This tale of a book-loving tough guy in a decimated Manhattan is "like Motherless Brooklyn dosed with Charlie Huston . . . Delirious and haunting" (Megan Abbott, author of Give Me Your Hand).
After a flu pandemic, a large-scale terrorist attack, and the total collapse of Wall Street, New York City is reduced to a shadow of its former self. As the city struggles to dig itself out of the wreckage, a nameless, obsessive-compulsive veteran with a spotty memory, a love for literature, and a strong if complex moral code (that doesn't preclude acts of extreme violence) has taken up residence at the main branch of the New York Public Library on Forty-second Street.

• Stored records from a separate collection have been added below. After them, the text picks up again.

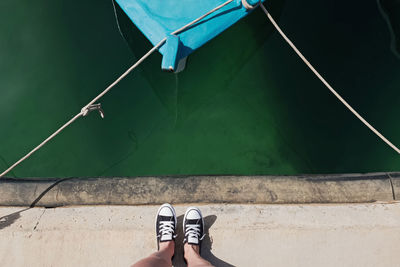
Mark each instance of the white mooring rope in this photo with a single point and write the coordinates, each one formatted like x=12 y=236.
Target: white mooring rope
x=92 y=106
x=325 y=82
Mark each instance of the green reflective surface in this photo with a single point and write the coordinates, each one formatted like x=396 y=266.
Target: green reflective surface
x=244 y=105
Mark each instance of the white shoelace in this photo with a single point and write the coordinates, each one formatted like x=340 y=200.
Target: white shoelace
x=193 y=231
x=166 y=228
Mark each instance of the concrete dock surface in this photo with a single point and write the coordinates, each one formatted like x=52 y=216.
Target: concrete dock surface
x=238 y=235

Dubbed "Dewey Decimal" for his desire to reorganize the library's stock, he gets by as bagman and muscle for New York City's unscrupulous district attorney. He takes no pleasure in this kind of civic dirty work. He'd be perfectly content alone amongst his books. But this is not in the cards, as the DA calls on Dewey for a seemingly straightforward union-busting job.
What unfolds throws Dewey into a mess of danger, shifting allegiances, and old vendettas, forcing him to face the darkness of his own past and the question of his buried identity . . .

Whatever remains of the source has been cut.